В коридоре осталась, прижавшись к двери, белая детская фигурка.
В одной рубашонке, дрожа от волнения и холода, прислушивался Саша к тому, как хлопнуло окно, как что-то глухо упало затем…
Слезы ручьем лились из глаз, а дрожащие губы шептали: «Боже, сохрани Жоржика… и верни его… Я не могу жить без него…»
Выпрыгнув в сад, Юрка решительно зашагал по темной аллее.
Промозглый сырой воздух сразу же охватил его со всех сторон и дохнул холодом на дрожавшее еще от волнения тело мальчика. Мелкие-мелкие капельки дождя, похожие на какую-то влажную паутину, падали на лицо и на непокрытую голову, но Юрка не чувствовал пока ни дождя, ни холода…
Он машинально шел вдоль дома и не думал ни о чем: горе на время заглушило мысли, и только нервная мелкая дрожь потрясала его тело.
Дождь тихо и как-то торжественно шуршал в невидимой листве, точно сообщал о чем-то таинственном и зловещем, что должно скоро случиться, и кроме этого шороха не было слышно ничего: все звуки застыли и замерли в ночной тишине, заглохли в плотном тумане.

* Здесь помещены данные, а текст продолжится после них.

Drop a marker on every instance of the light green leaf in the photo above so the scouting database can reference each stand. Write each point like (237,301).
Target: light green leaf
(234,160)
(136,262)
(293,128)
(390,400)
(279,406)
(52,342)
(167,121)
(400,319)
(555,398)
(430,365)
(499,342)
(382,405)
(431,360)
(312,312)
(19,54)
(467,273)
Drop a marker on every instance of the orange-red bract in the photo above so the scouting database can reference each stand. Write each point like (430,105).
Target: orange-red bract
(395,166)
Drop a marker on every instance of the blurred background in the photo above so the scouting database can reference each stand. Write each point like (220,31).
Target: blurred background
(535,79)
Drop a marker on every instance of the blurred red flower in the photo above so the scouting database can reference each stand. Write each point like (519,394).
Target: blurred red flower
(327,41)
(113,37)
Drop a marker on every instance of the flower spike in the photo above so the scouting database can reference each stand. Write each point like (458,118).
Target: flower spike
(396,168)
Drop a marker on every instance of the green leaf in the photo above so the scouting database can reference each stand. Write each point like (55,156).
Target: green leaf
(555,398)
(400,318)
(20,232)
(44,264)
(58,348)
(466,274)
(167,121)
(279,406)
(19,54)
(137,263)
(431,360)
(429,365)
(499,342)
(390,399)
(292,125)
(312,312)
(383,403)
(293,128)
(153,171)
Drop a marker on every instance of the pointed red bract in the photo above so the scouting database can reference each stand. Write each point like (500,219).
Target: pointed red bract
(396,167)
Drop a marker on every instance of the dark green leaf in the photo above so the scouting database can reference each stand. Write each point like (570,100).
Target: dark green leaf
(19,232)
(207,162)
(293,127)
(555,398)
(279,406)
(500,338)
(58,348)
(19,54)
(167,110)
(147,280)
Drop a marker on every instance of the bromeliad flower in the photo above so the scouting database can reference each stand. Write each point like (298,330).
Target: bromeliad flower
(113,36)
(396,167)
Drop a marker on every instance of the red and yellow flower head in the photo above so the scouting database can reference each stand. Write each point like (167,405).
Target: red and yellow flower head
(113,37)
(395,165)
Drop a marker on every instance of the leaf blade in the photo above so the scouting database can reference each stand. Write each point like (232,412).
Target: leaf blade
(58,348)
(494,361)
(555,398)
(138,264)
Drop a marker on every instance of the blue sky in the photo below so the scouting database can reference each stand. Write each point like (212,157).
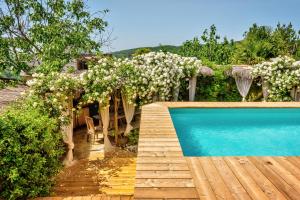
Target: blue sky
(138,23)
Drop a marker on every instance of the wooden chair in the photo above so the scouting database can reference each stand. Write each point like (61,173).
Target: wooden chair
(92,131)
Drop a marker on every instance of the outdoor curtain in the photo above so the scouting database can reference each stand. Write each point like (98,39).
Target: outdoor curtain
(243,80)
(129,109)
(265,88)
(192,88)
(104,112)
(67,131)
(176,93)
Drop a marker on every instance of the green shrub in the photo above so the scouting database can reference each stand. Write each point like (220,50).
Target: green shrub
(30,151)
(218,87)
(133,137)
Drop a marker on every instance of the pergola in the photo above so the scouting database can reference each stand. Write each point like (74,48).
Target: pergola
(129,110)
(204,71)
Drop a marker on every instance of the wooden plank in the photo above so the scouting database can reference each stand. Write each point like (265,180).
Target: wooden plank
(173,160)
(280,183)
(162,167)
(233,184)
(164,183)
(160,153)
(284,173)
(249,184)
(155,149)
(159,139)
(163,174)
(219,187)
(295,161)
(267,187)
(295,171)
(202,185)
(165,193)
(159,144)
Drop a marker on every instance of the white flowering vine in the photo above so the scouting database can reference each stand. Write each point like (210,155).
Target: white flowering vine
(56,90)
(281,74)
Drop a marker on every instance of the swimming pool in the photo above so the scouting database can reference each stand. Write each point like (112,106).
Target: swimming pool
(238,131)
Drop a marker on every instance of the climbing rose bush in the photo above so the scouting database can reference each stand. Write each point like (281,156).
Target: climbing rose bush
(56,90)
(101,80)
(143,77)
(159,74)
(281,74)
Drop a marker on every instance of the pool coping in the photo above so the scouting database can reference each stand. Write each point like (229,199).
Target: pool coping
(162,169)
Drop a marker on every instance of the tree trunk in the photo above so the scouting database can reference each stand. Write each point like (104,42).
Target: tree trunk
(116,108)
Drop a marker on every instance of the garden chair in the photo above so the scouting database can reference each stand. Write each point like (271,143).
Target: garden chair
(92,131)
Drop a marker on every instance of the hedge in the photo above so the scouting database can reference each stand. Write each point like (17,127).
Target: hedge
(30,151)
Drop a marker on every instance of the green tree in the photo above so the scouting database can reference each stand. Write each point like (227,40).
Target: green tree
(256,45)
(285,39)
(141,51)
(209,47)
(47,33)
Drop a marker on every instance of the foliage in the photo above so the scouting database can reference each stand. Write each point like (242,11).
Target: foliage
(8,83)
(56,90)
(133,137)
(140,78)
(101,80)
(161,73)
(262,43)
(208,47)
(30,149)
(219,87)
(281,74)
(128,53)
(141,51)
(46,33)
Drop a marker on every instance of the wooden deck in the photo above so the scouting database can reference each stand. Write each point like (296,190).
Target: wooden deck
(163,171)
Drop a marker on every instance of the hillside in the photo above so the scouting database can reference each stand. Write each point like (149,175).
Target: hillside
(129,52)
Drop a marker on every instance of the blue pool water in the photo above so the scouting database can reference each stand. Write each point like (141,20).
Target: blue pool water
(238,131)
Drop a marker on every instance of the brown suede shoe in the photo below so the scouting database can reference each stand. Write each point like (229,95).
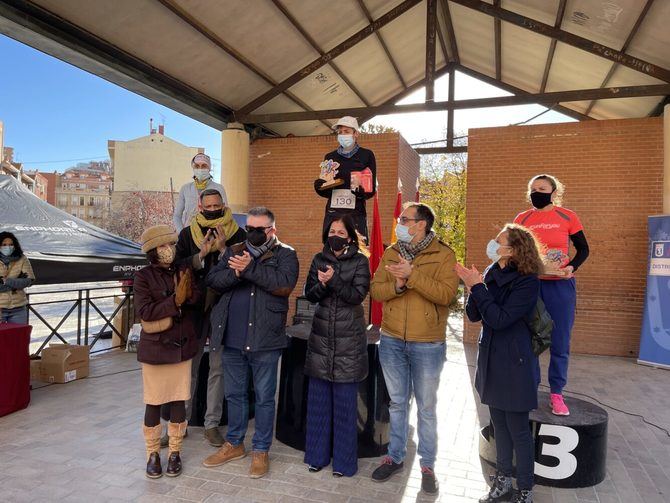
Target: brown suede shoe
(227,453)
(260,464)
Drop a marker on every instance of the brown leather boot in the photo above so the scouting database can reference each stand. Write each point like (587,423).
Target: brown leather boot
(227,453)
(176,433)
(152,440)
(260,464)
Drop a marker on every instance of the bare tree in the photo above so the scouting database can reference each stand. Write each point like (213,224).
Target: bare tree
(138,210)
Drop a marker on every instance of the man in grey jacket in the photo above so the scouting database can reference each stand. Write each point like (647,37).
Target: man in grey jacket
(189,194)
(255,279)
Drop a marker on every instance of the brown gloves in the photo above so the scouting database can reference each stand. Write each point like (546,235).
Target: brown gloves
(183,289)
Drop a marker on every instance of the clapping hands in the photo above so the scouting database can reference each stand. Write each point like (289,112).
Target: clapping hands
(470,277)
(325,276)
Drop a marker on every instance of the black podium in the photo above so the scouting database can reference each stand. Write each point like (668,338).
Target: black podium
(373,399)
(570,451)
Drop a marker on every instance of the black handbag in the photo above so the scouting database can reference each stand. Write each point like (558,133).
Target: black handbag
(540,325)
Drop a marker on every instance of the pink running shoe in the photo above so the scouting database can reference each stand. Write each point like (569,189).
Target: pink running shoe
(558,406)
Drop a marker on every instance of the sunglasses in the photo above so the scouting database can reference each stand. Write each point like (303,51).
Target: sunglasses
(249,228)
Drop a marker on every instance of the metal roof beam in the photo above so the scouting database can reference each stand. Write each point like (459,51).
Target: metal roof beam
(316,47)
(221,44)
(582,43)
(498,43)
(406,92)
(658,109)
(449,27)
(516,90)
(450,112)
(431,22)
(552,46)
(380,37)
(441,150)
(500,101)
(624,48)
(327,57)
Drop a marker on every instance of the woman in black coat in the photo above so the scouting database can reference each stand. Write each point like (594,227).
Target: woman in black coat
(506,366)
(337,358)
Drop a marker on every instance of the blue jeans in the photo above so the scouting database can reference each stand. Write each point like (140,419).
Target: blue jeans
(14,315)
(263,365)
(512,434)
(412,366)
(560,298)
(332,425)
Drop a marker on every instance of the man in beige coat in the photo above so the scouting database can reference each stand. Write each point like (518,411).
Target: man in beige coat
(416,282)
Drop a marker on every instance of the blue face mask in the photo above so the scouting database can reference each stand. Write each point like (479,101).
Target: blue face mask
(492,250)
(346,140)
(402,233)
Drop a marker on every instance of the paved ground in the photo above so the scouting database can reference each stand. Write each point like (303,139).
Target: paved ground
(82,442)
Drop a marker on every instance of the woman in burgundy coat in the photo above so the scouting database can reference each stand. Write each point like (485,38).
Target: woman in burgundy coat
(165,298)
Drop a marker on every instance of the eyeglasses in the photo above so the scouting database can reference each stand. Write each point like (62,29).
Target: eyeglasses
(249,228)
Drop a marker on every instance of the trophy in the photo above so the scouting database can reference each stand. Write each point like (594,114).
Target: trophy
(328,172)
(556,261)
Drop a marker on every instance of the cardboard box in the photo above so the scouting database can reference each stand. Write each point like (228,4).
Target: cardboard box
(63,363)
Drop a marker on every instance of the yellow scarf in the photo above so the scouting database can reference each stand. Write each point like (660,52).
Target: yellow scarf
(200,186)
(229,225)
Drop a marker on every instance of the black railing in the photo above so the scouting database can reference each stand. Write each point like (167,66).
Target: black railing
(83,305)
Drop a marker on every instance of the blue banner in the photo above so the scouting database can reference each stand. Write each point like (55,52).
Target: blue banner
(655,338)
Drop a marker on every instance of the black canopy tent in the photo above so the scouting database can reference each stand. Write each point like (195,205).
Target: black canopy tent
(63,248)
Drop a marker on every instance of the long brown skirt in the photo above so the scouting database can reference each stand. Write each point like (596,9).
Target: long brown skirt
(166,383)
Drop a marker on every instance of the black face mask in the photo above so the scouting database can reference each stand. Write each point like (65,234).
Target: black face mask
(213,214)
(540,200)
(337,243)
(256,237)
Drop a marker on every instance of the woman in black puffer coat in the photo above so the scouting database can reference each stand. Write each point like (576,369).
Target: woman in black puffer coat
(337,358)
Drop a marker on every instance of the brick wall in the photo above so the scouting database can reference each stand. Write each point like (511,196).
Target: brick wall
(282,174)
(613,172)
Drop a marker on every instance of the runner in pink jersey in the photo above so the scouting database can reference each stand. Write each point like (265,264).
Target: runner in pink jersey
(556,227)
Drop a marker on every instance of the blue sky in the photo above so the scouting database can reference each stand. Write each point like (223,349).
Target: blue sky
(53,111)
(56,115)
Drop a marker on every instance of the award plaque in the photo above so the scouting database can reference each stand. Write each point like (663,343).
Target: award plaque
(556,260)
(328,172)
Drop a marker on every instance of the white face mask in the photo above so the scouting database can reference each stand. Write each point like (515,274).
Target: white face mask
(346,140)
(201,174)
(402,233)
(7,250)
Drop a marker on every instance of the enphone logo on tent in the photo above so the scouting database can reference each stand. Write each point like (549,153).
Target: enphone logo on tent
(71,228)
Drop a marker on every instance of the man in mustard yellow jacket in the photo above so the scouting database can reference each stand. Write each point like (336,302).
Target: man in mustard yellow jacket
(416,282)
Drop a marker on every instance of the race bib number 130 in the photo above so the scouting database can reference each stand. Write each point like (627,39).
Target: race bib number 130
(342,199)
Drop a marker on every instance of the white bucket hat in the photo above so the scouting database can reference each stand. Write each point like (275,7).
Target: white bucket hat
(347,121)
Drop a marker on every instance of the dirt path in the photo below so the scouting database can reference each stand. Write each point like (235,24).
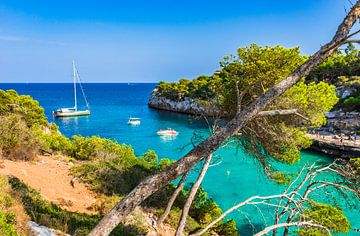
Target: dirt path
(50,176)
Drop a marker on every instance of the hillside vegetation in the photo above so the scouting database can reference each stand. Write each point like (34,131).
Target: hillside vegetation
(110,169)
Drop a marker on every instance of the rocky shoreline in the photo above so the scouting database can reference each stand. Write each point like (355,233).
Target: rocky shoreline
(186,106)
(327,141)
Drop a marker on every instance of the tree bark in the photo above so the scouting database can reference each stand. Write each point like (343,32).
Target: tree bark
(270,228)
(172,199)
(191,196)
(153,183)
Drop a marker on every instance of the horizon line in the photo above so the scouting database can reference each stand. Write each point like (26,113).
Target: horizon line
(82,82)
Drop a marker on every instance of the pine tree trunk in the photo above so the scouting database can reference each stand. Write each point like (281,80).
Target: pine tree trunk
(172,199)
(191,196)
(153,183)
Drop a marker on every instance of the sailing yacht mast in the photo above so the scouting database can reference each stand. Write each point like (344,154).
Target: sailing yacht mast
(74,75)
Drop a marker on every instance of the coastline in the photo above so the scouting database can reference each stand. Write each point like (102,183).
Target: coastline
(327,144)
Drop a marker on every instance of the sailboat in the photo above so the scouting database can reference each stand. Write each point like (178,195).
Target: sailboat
(73,111)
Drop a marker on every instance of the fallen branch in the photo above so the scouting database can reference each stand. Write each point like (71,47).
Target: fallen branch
(191,197)
(282,113)
(303,223)
(172,199)
(153,183)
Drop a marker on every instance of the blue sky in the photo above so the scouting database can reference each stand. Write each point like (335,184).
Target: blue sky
(149,41)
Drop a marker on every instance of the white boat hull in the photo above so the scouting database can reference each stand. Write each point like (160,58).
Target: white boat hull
(71,113)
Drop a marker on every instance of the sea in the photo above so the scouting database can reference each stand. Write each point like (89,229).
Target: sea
(234,175)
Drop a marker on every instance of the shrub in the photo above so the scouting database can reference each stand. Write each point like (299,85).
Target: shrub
(326,215)
(52,216)
(17,140)
(7,217)
(25,106)
(89,148)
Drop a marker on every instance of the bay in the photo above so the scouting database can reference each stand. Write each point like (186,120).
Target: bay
(237,176)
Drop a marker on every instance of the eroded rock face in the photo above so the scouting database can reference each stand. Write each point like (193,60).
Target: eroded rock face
(187,106)
(40,230)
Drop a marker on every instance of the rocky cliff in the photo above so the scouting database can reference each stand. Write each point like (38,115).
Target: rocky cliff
(187,105)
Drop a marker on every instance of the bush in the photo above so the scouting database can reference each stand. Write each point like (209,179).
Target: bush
(25,106)
(7,217)
(17,140)
(89,148)
(52,216)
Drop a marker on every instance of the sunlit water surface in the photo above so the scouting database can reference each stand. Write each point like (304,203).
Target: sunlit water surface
(235,178)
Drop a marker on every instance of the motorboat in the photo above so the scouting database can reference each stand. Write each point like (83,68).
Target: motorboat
(134,121)
(167,132)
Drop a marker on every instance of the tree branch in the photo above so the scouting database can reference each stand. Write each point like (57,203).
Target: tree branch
(191,196)
(306,223)
(282,113)
(153,183)
(172,199)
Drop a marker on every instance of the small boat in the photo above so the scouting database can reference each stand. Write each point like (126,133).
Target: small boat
(167,132)
(73,111)
(134,121)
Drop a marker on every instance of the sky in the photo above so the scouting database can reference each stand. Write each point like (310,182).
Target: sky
(150,41)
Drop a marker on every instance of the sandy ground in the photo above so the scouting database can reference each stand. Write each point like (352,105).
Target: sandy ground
(51,178)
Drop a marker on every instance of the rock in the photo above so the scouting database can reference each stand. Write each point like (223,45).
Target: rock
(40,230)
(335,150)
(187,105)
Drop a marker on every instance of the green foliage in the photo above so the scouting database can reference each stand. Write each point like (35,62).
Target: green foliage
(7,217)
(103,204)
(326,215)
(150,158)
(334,68)
(7,226)
(355,162)
(50,215)
(202,88)
(25,106)
(256,69)
(119,172)
(354,101)
(54,141)
(88,148)
(174,217)
(17,140)
(280,178)
(202,211)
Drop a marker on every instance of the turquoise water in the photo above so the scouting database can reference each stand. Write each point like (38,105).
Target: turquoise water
(236,178)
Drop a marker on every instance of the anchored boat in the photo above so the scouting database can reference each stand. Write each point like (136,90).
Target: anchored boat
(73,111)
(167,132)
(134,121)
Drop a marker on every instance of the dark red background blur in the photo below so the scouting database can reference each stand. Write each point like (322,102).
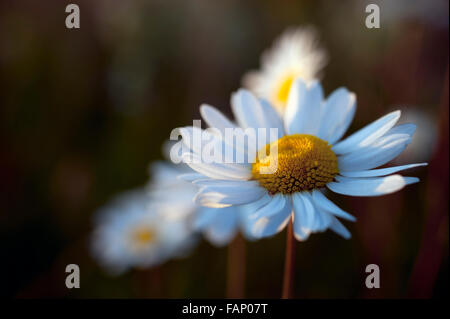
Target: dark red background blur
(84,111)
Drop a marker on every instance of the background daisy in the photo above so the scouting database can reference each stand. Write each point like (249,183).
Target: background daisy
(132,233)
(295,54)
(172,191)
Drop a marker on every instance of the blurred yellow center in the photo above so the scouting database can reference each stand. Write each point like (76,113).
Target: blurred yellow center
(304,162)
(283,90)
(143,235)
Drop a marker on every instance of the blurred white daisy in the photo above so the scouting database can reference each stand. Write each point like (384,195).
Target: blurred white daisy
(295,54)
(310,157)
(172,190)
(130,232)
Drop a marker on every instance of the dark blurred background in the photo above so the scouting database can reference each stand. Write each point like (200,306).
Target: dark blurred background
(84,111)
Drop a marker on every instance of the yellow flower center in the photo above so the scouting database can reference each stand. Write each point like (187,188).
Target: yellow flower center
(304,162)
(283,89)
(143,235)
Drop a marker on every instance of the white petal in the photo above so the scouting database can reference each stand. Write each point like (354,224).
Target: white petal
(304,107)
(211,143)
(214,118)
(304,216)
(248,110)
(224,196)
(337,115)
(276,204)
(225,183)
(368,134)
(223,227)
(217,170)
(381,171)
(371,186)
(407,128)
(382,151)
(204,217)
(273,120)
(324,203)
(190,177)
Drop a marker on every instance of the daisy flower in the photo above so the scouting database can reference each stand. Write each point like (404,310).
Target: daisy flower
(311,157)
(295,54)
(172,190)
(130,232)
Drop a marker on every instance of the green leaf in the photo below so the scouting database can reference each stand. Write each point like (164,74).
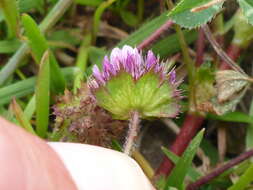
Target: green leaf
(30,108)
(247,9)
(182,15)
(192,173)
(42,96)
(89,2)
(36,40)
(178,174)
(244,180)
(27,5)
(39,45)
(9,46)
(237,116)
(10,11)
(129,18)
(22,119)
(249,133)
(25,87)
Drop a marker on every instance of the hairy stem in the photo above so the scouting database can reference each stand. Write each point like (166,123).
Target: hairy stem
(220,170)
(132,132)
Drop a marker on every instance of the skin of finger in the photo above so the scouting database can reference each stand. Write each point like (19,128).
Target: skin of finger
(99,168)
(28,163)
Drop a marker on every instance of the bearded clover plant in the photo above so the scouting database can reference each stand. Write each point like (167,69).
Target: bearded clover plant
(133,86)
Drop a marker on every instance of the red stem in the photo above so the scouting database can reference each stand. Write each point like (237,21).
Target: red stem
(216,172)
(155,35)
(192,123)
(233,52)
(200,47)
(189,128)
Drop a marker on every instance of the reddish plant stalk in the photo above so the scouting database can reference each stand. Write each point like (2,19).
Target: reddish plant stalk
(216,172)
(155,35)
(200,47)
(188,130)
(233,52)
(191,123)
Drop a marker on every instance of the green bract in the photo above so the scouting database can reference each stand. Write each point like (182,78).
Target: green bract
(130,82)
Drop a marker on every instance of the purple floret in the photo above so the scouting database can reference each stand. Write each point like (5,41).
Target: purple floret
(132,61)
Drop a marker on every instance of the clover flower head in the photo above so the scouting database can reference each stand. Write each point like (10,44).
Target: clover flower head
(129,81)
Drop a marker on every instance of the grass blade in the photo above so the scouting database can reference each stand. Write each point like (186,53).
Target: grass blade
(39,45)
(20,116)
(42,96)
(178,174)
(53,16)
(27,86)
(11,14)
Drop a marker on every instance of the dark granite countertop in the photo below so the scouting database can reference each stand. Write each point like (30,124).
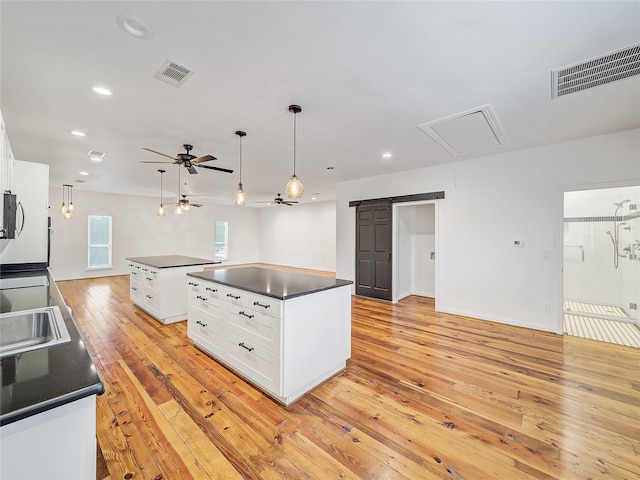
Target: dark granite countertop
(172,261)
(47,378)
(272,283)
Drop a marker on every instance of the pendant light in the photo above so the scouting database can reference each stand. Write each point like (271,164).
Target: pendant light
(179,209)
(161,211)
(294,188)
(66,209)
(240,197)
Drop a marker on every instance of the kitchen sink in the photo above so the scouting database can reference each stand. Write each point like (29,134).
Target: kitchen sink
(29,330)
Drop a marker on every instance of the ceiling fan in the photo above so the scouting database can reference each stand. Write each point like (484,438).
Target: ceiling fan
(188,160)
(280,201)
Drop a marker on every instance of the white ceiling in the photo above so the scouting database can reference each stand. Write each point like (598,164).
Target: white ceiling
(365,73)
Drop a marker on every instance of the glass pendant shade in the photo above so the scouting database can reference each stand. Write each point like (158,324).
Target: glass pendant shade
(161,211)
(294,187)
(240,197)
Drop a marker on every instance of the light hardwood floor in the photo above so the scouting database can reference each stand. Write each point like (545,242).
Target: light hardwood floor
(425,396)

Красноватые полосы света падали из двух окон на дорожку сада. В них видны были мелкие капли дождя, неторопливо падавшие на землю. Темный слой песка довольно ясно обрисовывался в свете, а на нем листья, сброшенные ветром, мокрые и тоскливые, точно раздавленные желтые бабочки.
Юрка остановился в полосе света. Он узнал эти окна: это был кабинет Ихтиарова.
Сперва чувство злобы шевельнулось в душе мальчика, и он сделал несколько торопливых шагов, чтобы уйти поскорее от этих окон, но потом нерешительно остановился. Тоска сжала сердце, и вдруг захотелось хоть на миг увидеть Ихтиарова, к которому даже теперь Юрка не чувствовал неприязни.
И медленно, бесшумно мальчик подкрался к окну. Спущенная штора плотно закрывала его, и ничего нельзя было увидеть. Приложив ухо к стеклу, Юрка услышал чьи-то ровные, мелкие шаги, частью заглушаемые ковром. Кто-то ходил по кабинету: верно, Александр Львович не мог найти покоя в эту сентябрьскую ночь.
Во втором окне штора была опущена не совсем плотно, и, прильнув к стеклу, Юрка увидел всю внутренность кабинета.
Ихтиаров бродил взад и вперед по комнате, и видно было, что его сильно озабочивает что-то. Он курил, не вынимая изо рта папиросы, и на высоком бледном лбу его застыли две скорбные складки.
Юрка сердцем почуял, что это он занимает мысли Александра Львовича. Понял и почувствовал нечто вроде благодарности к этому человеку и в то же время обиду.
– Ты добрый… – шепнул он про себя, роняя слезу. – Ты-то и не виноват, верно.